Yang kedua, ternyata ada juga, yang dahulu semasa mahasiswanya koar-koar atas nama gerakan mahasiswa, idealisme , independen, terlebih telah lama kurang lebih diatas 2 tahun di organisasi eksekutif tingkat univ. setelah itu berakhir menjadi tim sukses. Tidak sukses prosesnya di kampus, telah lama menghilang dair peredaran kampus juga, tetiba muncul dan menceper sebagai salah satu bagian dari tim sukses. Untung public tidak banyak yang tahu. Jika membandingkan betapa prestos dan kerenya dulu semasa jadi eksekutif kampus, dengan kondisi sekarang yang terlibat sebagai relawan?

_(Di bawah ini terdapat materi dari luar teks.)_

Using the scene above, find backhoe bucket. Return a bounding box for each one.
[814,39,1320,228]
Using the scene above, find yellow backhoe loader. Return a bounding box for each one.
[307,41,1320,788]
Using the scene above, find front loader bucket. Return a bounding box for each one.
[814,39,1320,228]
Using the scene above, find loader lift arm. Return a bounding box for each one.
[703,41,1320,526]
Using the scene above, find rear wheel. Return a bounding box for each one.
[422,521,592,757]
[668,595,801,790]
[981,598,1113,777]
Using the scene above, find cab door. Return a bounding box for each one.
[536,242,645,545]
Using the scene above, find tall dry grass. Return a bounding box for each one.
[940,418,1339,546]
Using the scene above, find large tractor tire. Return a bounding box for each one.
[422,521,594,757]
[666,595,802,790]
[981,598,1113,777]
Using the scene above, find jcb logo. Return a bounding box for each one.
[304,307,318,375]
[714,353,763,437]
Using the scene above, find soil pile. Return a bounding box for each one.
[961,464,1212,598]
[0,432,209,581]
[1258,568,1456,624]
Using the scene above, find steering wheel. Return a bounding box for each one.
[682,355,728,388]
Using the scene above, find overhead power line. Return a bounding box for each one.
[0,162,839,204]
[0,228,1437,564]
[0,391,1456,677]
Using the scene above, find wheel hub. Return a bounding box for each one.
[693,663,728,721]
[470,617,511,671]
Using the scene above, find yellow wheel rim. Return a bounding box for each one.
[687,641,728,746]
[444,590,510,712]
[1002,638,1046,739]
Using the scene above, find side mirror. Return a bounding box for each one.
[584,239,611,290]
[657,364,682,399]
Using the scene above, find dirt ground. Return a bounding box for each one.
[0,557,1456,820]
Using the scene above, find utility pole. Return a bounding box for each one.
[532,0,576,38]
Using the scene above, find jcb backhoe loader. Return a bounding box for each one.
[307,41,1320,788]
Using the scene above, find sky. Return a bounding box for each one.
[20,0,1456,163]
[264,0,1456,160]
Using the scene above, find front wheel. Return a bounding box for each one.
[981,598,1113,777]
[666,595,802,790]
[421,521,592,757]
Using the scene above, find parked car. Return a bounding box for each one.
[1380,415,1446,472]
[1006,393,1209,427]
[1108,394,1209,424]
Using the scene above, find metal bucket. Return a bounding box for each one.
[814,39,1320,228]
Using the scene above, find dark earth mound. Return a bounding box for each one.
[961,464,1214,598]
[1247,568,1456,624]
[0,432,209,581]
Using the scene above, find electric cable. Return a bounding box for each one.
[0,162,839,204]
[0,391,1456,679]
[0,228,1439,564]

Itu artinya organisasi tidak menjanjikan kemapanan karir jika tidka dimulai dari diri sendiri. Hidup adalah pilihan, selama pilihan yang diambil memiliki alas an dan peritmbangan yang rasional. Tetapi bagi saya, keputusan tersebut lebih konkrit karena garis kerjanya jelas. Toh, tidak sedikit juga kawan-kawan saya yang lain yang terlibat dalam hal-hal praktis semasa mahasiswanya.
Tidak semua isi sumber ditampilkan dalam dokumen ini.